In de zomer van 2013 herneemt Tibaldus en andere hoeren de voorstelling Paard : een opera. De voorstelling blijft in grote lijnen dezelfde. Toch wordt het ‘de versie 2013’. Er komen enkele nieuwe scenes en vroegere scenes worden aangepast. Het muziekale luik wordt verder uitgewerkt samen met Lieven Gouwy (Graindelavoix, Tangerijn vzw).

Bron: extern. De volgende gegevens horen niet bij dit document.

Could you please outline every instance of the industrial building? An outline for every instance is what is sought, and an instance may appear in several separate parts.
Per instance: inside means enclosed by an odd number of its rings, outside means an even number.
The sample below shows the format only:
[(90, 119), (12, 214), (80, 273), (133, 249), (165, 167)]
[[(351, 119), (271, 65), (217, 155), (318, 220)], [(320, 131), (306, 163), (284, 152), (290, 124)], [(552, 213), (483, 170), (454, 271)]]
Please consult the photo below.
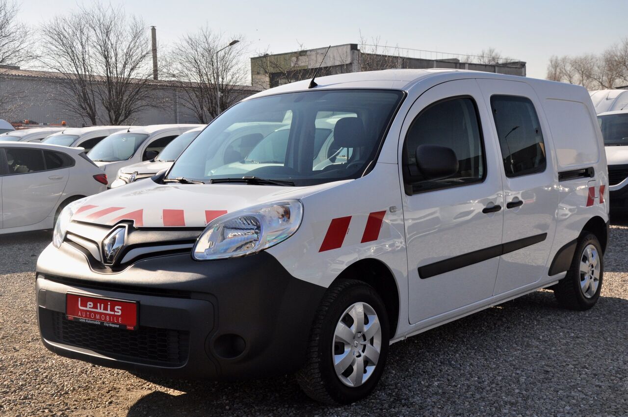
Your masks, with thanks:
[[(526, 63), (522, 61), (503, 60), (499, 63), (482, 63), (474, 62), (474, 58), (480, 57), (473, 55), (455, 55), (396, 47), (376, 47), (376, 45), (366, 46), (367, 47), (364, 48), (362, 46), (364, 50), (361, 51), (357, 44), (347, 43), (331, 46), (328, 51), (325, 46), (251, 58), (252, 85), (265, 89), (310, 78), (319, 65), (319, 75), (391, 68), (445, 68), (522, 77), (526, 75)], [(403, 56), (411, 53), (433, 56), (434, 58)]]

Paard: een solo (2009) van Hans Mortelmans gaat over de relatie acteur-tekst-publiek en kreeg, althans in naam, twee vervolgen, Paard: een musical (2009) en Paard: een opera (2010), samen een merkwaardige trilogie, die niet alleen Tibaldus’ liefde voor het edele dier toont, maar ook al een soort kern van hun artistieke praktijk bevat.
credits
Van en met: Loes Carrette, Timeau De Keyser, Lieselotte De Keyzer, Sander De Winne, Simon De Winne, Pieter Dumoulin, Jan Goris, Lieven Gouwy, Peter Janssens, Frances Lefebure, Luc Loots, Hans Mortelmans, Max Pairon, Diede Roosens, Anemone Valcke, Lucas Van den Abeele, Simon Van den Abeele, Oscar Willems
Zangleiding: Lieven Gouwy
Licht, techniek en decor: Simon Van Den Abeele
Foto / film: Pieter Dumoulin
Met dank aan: Yves Callens, Ruben Desiere, Naes De Vaere, Charlotte Dhaenens, Rilke Eyckermans, Mieja Hollevoet, Jessica Jochems, Helder Opdebeeck, Oliver Roels, Adrian Sack, Charline Spruyt, Jan Steen, Wietse Tanghe, Anna Termont, Rasmus Van Heddeghem en Brecht Vermeersch
Met steun van: Vlaamse overheid, stad Gent, Theater Stap, Kunstencentrum De Werf
in de pers
Evelyne Coussens voor Corpus Kunstkritiek
2013
Het wereldbeeld dat Tibaldus en andere hoeren hier oproept, maakt niet vrolijk. De mens is een stofje in het universum, ten prooi aan grillige goden: religies, denkbeelden, ideologieën waarin ‘de ander’ opgeblazen wordt tot vervaarlijke proporties –terwijl hij even later niet meer blijkt te zijn dan een stukje speelgoed in de handen van een kind. En zelfs wanneer het zuiverende water ten slotte de onwrikbare god op de knieën dwingt, valt het te verwachten dat er onmiddelijk een nieuwe zal opstaan. Omdat de mens nu eenmaal verslaafd is aan de schaduw van zijn zelfgekozen goden: zijn angsten, zijn projecties, zijn fantasma’s. Ze bevinden zich tussen onze oren, niét in de gestalte van de ander.
Tibaldus en andere hoeren maakt theater waarin de stilte of het verstilde een grote rol speelt. De keuze voor het beeld is naast esthetisch ook programmatorisch. In de theatrale ‘naaktheid’ zoeken Tibaldus en andere hoeren de essentie. Theatertekens worden gestript tot op het bot, tot een universeel (maar niet willekeurig) raamwerk van beelden waartegen de toeschouwer zijn eigen verhaal kan plakken. In wezen gaan Paard : een opera en Paard : een musical over hetzelfde: het verbrokkelen van een gemeenschap. Maar in de uitwerking van dat thema heeft zich een dubbele schaalvergroting voorgedaan. De makers zijn van het microniveau van het gezin uitgezoomd naar de maatschappij en –nog verder- naar de interstellaire verhoudingen als grootste, kosmische weerspiegeling van gezin en maatschappij. Ook de focus heeft aan kracht gewonnen. Waar de anekdotiek van het incestverhaal in Paard : een musical als insteek diende om het over iets van mythologische, rituele aard te hebben, krijgt dat grotere in de opera direct gestalte. De dramaturgie zit strak, het handelingsverloop is uitgebalanceerd en de grotesken zijn functioneel. Het collectief gaat recht op zijn doel af.
Els Van Steenberghe in Knack
2013
In Paard : een opera (****) gaan beeldende kunst, theater, opera en performance zeldzaam feilloos in elkaar op.